Depuis 48, les Palestiniens sont déportés, expropriés, emprisonnés, persécutés, torturés, assassinés… sans que les médias du Monde libre ne s'y attardent vraiment comme ils le font aujourd'hui pour les morts israéliens. C'est que toutes les vies ne se valent pas pour ces gens-là. Cette propagande médiatique, fait éhontément abstraction de l'occupation. Elle fait abstraction de la politique d'apartheid que subissent les Palestiniens et renvoient ces derniers dos à dos avec les Israéliens, alors que c'est eux qui subissent le terrorisme d'Etat raciste aux relents théocratiques. On nous matraque avec cette expression de conflit israélo-palestinien, alors que ce n'est que colonisation. On dénie à un peuple opprimé et spolié par la force des armes et l'appui des puissances mondiales, de résister par tous les moyens qui lui sont possibles. Pourtant, on encourage les Ukrainiens à résister et on les aide, mais eux ne sont pas taxés de terroristes quand ils résistent.

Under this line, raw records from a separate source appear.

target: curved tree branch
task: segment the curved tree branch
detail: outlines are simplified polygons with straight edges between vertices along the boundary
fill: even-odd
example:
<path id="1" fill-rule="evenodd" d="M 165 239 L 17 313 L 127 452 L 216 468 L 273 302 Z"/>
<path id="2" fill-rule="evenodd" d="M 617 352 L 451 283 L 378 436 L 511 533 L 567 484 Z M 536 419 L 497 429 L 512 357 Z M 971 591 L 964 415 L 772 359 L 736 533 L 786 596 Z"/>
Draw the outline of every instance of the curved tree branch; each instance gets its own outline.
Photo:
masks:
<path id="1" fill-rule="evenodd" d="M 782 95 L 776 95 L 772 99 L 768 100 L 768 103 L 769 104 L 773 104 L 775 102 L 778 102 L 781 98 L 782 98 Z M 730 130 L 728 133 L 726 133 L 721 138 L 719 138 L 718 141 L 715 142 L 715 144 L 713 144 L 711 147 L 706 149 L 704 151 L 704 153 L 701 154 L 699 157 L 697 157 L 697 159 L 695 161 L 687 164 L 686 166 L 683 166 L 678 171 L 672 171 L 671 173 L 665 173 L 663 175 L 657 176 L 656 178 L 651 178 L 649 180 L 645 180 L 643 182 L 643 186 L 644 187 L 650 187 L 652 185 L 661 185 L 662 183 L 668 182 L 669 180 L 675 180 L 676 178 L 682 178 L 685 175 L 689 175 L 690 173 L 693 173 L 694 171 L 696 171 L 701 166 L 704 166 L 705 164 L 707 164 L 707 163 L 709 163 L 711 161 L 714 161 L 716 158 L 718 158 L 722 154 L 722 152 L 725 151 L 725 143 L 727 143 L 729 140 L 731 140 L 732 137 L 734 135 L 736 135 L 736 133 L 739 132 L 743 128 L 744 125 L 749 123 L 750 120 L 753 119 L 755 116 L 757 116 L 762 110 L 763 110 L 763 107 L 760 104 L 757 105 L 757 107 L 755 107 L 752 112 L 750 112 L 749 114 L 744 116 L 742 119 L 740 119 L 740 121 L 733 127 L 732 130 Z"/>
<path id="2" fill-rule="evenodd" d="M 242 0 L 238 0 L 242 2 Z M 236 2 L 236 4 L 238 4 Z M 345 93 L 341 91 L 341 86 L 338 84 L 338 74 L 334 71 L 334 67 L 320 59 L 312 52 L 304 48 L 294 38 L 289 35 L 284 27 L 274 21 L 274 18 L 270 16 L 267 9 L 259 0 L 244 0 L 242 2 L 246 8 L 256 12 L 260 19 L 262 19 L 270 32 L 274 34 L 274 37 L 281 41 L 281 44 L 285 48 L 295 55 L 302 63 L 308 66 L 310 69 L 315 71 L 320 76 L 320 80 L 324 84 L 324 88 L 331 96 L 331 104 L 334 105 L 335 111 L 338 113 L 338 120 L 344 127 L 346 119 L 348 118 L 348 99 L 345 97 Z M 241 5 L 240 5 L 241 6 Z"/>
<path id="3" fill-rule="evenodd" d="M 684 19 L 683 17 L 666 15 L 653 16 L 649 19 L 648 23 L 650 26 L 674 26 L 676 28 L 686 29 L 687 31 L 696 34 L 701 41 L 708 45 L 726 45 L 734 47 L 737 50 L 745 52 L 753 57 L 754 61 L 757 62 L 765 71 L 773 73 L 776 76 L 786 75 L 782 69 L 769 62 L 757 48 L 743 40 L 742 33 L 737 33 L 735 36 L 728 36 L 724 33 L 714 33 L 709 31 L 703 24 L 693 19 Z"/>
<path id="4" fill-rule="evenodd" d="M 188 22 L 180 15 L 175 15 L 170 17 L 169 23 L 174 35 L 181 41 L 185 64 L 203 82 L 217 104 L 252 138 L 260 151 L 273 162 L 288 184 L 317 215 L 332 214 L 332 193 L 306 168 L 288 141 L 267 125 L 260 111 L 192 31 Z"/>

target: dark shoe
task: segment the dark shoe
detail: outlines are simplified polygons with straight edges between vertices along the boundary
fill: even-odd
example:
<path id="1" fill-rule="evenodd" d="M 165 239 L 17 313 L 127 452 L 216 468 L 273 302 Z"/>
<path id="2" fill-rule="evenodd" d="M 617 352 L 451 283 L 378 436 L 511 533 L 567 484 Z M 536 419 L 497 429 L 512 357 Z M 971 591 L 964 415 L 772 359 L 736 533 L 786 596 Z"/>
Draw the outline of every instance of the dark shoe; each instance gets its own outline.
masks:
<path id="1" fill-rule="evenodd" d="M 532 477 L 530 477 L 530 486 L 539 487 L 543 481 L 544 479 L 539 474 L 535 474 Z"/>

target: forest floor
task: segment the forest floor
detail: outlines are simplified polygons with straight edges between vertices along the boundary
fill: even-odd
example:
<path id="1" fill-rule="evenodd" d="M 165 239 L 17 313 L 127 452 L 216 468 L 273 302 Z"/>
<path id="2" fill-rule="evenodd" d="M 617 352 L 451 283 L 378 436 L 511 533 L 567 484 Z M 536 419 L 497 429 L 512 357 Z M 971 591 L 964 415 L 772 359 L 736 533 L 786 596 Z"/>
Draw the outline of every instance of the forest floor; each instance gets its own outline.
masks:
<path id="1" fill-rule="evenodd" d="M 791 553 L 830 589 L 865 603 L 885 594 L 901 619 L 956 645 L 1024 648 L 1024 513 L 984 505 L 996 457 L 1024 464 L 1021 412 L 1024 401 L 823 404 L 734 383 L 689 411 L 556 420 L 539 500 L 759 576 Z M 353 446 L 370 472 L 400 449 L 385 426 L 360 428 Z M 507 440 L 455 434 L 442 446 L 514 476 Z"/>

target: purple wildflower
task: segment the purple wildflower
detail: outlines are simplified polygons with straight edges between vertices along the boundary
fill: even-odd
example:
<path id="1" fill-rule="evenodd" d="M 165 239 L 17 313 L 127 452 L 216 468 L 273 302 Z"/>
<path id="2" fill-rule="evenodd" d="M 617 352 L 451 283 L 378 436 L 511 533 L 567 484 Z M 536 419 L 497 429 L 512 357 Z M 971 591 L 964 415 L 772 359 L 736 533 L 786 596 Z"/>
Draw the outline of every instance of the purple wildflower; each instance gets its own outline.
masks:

Inaudibles sont ceux qui portent encore la cause palestinienne dans sa dimension humaniste et universelle. Ils ressentent l'impuissance face à une puissante machine qui a ancré la sémantique sioniste dans l'inconscient collectif. Alors, dans cette tempête de mensonges et de déni historique, résister c'est aussi se souvenir et garder sa lucidité et surtout, surtout, son humanité. Force aux Palestiniens qui font face à la mort et à la désolation. L'issue tragique de ce nouvel épisode meurtrier est écrite d'avance. Le patron de Tsahal n'avait-il pas dit qu'ils allaient anéantir ces « animaux humains » et personne parmi ces médias défenseurs des libertés et des droits de l'Homme ne s'en est offusqué.